While failures are a primary instigator for innovation. One must first accept the failure and then move on to build an organic and foundational reaction. One must be willing to accept that a premise or expectation may have been 180 degrees off course. That is where we are today - 180 degrees off. This is, ofcouse, because when one looks at the world, there are assumptions that are made that have very little to do with reality. These assumptions are usually colored dramatically by our projections of expected outcomes.

For example, it is easy to expect a dessert to be "good" when you are eating it and looks and tastes well. Yes, its a nice finish to a meal. However, several hours later if you are worshiping a porcelain throne...that same desert seems pretty bad. While we entertain one side of an expected outcome we often are reticent to pay too much attention to the less desirable one that's lurking.
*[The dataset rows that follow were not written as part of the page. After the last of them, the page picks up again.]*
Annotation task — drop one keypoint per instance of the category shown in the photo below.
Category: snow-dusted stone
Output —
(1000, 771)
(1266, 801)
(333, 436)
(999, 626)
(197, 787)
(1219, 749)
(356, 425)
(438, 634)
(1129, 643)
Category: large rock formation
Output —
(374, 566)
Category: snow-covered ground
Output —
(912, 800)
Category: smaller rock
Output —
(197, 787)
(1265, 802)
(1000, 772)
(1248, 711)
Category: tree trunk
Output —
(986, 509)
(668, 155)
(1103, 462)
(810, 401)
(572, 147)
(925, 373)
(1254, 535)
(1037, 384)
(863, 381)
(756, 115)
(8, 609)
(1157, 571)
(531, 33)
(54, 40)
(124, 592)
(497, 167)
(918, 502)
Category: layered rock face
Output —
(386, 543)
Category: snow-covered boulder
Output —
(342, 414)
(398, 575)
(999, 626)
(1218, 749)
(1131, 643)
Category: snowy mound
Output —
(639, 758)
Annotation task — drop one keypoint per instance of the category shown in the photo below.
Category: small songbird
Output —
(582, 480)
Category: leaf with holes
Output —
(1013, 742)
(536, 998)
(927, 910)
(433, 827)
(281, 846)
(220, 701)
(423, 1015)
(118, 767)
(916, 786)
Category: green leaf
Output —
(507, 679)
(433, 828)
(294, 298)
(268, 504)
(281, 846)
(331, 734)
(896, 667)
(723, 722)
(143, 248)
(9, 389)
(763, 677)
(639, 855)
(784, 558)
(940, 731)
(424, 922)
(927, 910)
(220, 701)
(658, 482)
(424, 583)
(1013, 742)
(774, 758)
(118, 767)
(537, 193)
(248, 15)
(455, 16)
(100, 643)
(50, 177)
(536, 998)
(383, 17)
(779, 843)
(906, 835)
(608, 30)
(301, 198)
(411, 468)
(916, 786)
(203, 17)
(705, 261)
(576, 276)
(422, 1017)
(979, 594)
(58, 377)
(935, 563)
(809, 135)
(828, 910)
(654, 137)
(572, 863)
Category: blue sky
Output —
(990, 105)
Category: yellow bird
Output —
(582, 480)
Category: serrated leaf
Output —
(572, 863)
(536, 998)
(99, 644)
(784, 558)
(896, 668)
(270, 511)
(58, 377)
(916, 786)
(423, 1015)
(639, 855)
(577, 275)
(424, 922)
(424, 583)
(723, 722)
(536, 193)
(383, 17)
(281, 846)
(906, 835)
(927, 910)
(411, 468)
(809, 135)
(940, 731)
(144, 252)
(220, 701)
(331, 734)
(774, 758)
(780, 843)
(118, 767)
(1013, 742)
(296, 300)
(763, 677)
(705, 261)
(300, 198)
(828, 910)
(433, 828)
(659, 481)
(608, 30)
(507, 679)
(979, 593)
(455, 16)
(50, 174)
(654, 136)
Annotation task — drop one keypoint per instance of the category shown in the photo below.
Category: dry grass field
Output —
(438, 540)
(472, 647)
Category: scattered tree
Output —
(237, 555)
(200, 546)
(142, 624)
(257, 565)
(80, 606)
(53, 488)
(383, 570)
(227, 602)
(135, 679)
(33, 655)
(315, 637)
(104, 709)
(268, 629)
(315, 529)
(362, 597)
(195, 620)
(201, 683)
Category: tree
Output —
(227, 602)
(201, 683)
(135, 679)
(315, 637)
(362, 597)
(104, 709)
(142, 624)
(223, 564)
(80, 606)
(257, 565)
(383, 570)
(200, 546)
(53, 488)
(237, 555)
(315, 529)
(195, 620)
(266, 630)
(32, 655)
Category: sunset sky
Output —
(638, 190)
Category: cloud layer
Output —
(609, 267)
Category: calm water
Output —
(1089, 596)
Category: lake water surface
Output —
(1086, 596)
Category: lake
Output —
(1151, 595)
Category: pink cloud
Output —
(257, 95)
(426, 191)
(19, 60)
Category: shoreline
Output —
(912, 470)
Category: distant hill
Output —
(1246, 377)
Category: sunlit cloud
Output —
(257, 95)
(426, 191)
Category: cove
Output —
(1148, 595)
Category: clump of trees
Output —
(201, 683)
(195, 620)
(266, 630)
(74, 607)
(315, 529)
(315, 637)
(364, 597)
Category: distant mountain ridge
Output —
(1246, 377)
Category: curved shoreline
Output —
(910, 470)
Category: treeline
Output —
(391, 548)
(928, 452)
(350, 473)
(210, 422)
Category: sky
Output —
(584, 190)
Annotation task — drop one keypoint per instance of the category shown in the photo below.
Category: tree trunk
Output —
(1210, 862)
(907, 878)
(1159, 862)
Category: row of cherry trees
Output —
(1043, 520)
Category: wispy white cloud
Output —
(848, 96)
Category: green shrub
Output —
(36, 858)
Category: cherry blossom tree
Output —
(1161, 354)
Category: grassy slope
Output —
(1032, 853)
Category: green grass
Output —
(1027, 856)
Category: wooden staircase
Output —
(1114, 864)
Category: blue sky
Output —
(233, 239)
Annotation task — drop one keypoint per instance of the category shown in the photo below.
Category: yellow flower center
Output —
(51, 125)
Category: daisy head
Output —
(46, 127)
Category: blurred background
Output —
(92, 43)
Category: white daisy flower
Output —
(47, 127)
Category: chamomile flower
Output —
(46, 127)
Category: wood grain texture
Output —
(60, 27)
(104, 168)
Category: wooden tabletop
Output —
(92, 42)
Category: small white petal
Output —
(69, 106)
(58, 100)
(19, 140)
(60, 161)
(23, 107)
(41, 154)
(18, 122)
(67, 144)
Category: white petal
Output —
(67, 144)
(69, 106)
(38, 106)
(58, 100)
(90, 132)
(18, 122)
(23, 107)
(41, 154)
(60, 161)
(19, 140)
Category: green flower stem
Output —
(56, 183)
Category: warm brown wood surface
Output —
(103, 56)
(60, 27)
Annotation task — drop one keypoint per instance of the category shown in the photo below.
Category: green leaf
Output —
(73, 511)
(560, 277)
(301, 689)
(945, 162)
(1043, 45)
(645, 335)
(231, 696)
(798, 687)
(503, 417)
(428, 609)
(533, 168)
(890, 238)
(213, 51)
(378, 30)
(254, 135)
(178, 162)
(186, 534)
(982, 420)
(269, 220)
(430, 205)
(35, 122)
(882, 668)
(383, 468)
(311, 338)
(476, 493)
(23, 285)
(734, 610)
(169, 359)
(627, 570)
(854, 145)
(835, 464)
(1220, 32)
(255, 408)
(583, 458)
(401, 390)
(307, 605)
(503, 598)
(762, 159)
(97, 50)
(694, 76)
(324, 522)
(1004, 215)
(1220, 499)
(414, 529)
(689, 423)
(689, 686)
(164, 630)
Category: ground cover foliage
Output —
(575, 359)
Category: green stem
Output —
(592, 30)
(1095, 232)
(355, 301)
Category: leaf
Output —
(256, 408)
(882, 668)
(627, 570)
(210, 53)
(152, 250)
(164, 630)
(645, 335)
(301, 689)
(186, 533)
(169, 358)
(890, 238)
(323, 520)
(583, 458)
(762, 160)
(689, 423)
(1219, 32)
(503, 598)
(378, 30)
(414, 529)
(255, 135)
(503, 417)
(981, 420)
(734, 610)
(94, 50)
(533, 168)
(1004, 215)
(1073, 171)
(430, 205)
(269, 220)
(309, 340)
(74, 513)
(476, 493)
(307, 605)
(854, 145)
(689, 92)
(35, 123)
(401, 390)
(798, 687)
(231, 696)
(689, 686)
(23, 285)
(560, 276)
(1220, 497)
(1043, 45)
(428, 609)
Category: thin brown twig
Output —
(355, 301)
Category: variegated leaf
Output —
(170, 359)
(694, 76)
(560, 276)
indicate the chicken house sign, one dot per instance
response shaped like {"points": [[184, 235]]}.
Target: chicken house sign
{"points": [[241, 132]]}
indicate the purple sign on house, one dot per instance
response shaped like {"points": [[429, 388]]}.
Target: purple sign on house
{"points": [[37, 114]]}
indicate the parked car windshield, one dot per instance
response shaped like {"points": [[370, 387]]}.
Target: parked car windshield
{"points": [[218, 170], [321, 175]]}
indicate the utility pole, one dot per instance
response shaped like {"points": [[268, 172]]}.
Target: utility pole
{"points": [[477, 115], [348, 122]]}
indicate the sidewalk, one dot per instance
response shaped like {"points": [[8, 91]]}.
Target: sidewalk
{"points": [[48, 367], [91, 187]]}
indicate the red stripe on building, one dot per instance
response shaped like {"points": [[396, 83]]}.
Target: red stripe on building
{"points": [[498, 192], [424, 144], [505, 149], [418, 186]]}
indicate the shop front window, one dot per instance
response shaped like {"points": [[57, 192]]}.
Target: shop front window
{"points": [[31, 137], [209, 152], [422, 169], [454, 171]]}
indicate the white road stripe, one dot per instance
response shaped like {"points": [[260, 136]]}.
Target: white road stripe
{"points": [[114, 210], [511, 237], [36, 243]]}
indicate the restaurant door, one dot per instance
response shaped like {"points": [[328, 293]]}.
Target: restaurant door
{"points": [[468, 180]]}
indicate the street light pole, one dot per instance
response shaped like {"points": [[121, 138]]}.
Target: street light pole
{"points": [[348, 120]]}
What is ironic about this is that for many years people have played this kind of charade by investing in "ASSETS" that are really liabilities. A house is a liability not an asset. A car, a commodity, a collaboration, a business, a stock, a marriage are capable, with just one slight change in polarity, of transforming from things which you want and view as positive to things that you don't want and that view as negatives and wish you never had.

For example, basic materials companies, well if Apple computer keeps selling computers and people need to maintain, build, expand or renovate facilities that they currently use, obviously companies that own copper, aluminum or steel mines and production will have assets that are required to keep society going. This is a such a fundamental argument that its is incontrovertible. In this case, steel is an asset, aluminum is an asset, copper is an asset and the facilities to mine them, produce them and deliver them are assets. However, as soon as the demand for new materials is reduced, people will rely on existing supply and prices will drop. It has happened many times that core Basic Materials companies have gone bust because the reality is a Mine is not an asset its a liability. When the prices drop below the cost of maintaining that liability, the reality is that insolvency can blow up the strongest basic materials company or emerging markets economy faster than any expectation could envision.

This is where we are, we envision a need for humans to constantly expand, produce and multiply. Those expectations are rather silly when we think about them. People tend to expand and produce and multiply very well after they have consolidated and reset their expectations. That means that, we have the capability to contract, reduce and reuse much more than we think. If that is possible, its also possible for basic materials to drop below the prices of production...which would be gigantic shift in reality...and not necessarily a negative one.

As I see it we need to be prepared for the opposite of our social and governmental expectations or projections. The fed's and government's actions are creating a prime foundation for us to get exactly that. If QE actually increased the volume of money that would be called a success...but what if it were to drastically decrease it? I know that seems implausible because the Fed is printing supposedly new money. But its not new money - its new debt (debt money) and the collateral that is supposed to be propping it up has a funny way of collapsing when there are no more mystery buyers...so QE is setting us up for the opposite of our most comfortable expectations.